Yes, but are the Playboy girls Muslims from Africa? Or what?
Martin Peretz is a loon. He thinks Lawrence Summers was ousted as President of Harvard because of "anti-Jewish animus" among the Harvard faculty.
This Canadian is offended by the headline.
If you click through the whole Spencer Ackerman-Matt Yglesias-Jonathan Chait pissing match, you'll see that Chait wins a fairly hany victory against his two opponents. It's a silly argument and ultimatley inconsequential but this blogolanche is not the kind that unseats a Dan Rather or a Trent Lott or even the type that shows a Dan Riehl for the moron he is.
Bartman
Are you offended by the Africa headline? Or the playboy girls headline?
Both seemed reasonable to me.
"This Canadian is offended by the headline."
Eh?
Brett -
I suspect that the post refers to the fact that starting January 1 2007, South Africa began a 2 year stint as elected member of the UN Security Council. Read this week's Economist for a discussion of the impact SA's first Security Council decision has on their internal politics -- their "maintain status quo" on Myanmar human rights (reading between the lines, this was due to the importance of China to SA economy and the desire for status quo in Myanmar from China) is apparently in opposition to statements Nelson Mandela made (and possibly committments in SA's constitution or other laws) with respect to SA future stances on human rights at the time SA was reorganized after apartheid.
Aside -- Man, I love the Economist.
Alternately, I also imagine that SA, with a reasonable developing-world economy compared to other African countries, probably has more "power of the purse" in African Union budgeting and peacekeeping decisions than most members of that body.

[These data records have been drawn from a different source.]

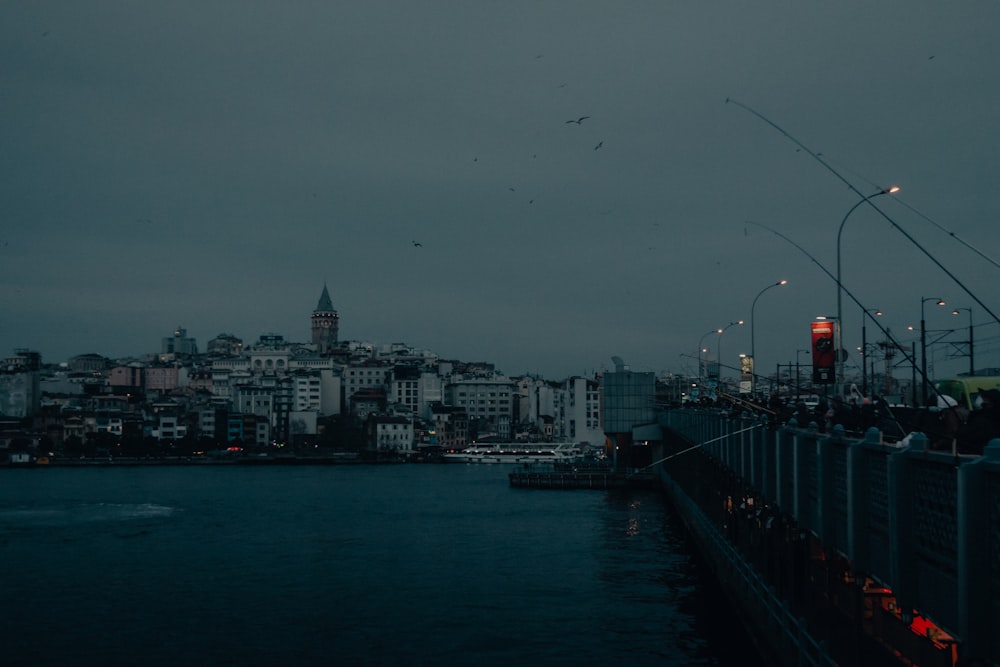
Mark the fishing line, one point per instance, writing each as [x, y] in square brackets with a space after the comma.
[867, 200]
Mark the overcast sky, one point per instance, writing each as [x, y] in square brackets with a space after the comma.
[213, 164]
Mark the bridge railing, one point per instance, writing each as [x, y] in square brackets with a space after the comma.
[924, 523]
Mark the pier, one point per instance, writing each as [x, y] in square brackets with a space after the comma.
[579, 477]
[842, 550]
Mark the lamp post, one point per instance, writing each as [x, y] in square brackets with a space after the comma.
[719, 344]
[972, 364]
[704, 349]
[864, 348]
[753, 357]
[923, 343]
[840, 287]
[798, 385]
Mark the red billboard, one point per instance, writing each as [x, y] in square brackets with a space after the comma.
[823, 352]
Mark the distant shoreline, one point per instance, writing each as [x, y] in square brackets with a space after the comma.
[195, 461]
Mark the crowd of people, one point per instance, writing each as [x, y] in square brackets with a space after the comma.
[948, 426]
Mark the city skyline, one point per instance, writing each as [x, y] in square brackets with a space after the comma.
[213, 166]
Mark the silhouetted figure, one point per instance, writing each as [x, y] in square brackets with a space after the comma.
[983, 424]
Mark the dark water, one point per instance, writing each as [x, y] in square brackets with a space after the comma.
[346, 565]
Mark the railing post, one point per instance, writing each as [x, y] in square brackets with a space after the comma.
[824, 487]
[975, 606]
[858, 501]
[901, 546]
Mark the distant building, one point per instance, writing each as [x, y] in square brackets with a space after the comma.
[20, 392]
[629, 404]
[325, 324]
[390, 434]
[490, 399]
[225, 345]
[87, 363]
[179, 344]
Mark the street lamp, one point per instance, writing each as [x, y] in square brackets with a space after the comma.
[753, 356]
[892, 189]
[923, 342]
[704, 349]
[864, 348]
[719, 345]
[798, 386]
[972, 364]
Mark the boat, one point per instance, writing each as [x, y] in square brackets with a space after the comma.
[515, 452]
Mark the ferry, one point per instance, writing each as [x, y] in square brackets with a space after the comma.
[516, 452]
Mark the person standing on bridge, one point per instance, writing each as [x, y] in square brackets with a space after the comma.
[983, 424]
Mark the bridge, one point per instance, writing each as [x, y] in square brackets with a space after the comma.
[836, 547]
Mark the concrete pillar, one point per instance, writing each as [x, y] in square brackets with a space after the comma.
[976, 610]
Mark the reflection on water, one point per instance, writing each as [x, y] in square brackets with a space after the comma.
[357, 565]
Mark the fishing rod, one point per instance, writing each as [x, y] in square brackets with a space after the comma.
[700, 445]
[866, 200]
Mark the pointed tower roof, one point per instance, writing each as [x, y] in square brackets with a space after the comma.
[325, 305]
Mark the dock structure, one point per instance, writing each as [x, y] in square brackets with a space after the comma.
[838, 550]
[580, 478]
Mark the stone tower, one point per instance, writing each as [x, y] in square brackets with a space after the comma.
[325, 323]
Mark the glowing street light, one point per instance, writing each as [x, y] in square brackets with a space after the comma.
[892, 189]
[864, 348]
[972, 364]
[923, 342]
[719, 345]
[753, 356]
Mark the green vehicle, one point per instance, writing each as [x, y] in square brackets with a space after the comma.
[965, 388]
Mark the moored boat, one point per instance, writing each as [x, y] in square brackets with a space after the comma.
[516, 452]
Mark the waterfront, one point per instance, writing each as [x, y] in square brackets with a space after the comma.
[401, 564]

keith, thanks. Agree that SA is relatively powerful in the AU and that being on the Security Council (which I forgot) helps, it just struck me as a much stronger statement than that.
Do I really have to explain?
The only hope is that the countries of black Africa will finally rebel against the minority of Muslim and Arab states in the north of the continent (there are 53 member-states in the A.U.) and rescue Africa from warring Islam.
Given the infinite number of warring factions in Africa, I somehow doubt peace will break out if the conflict is reduced to infinity minus the Muslims.
Larry A:
but just think of the "Clooney Plan" and how that would work in conjunction with the Infinity Minus the Muslims: the cloud of smug would obscure the battlefield, thereby rendering the weapons useless.
Then we could send the useless weapons to Tanzania where they'll get burned, contributing to global warming, and thereby upsetting the other liberals causing them to visit, increasing the smug cloud...
(as you can see, "Muslims" as well as communism are mere "red herrings", to quote Wadsworth the Butler)
etc. etc. etc.
Bartman: you don't think Africa is worthwhile?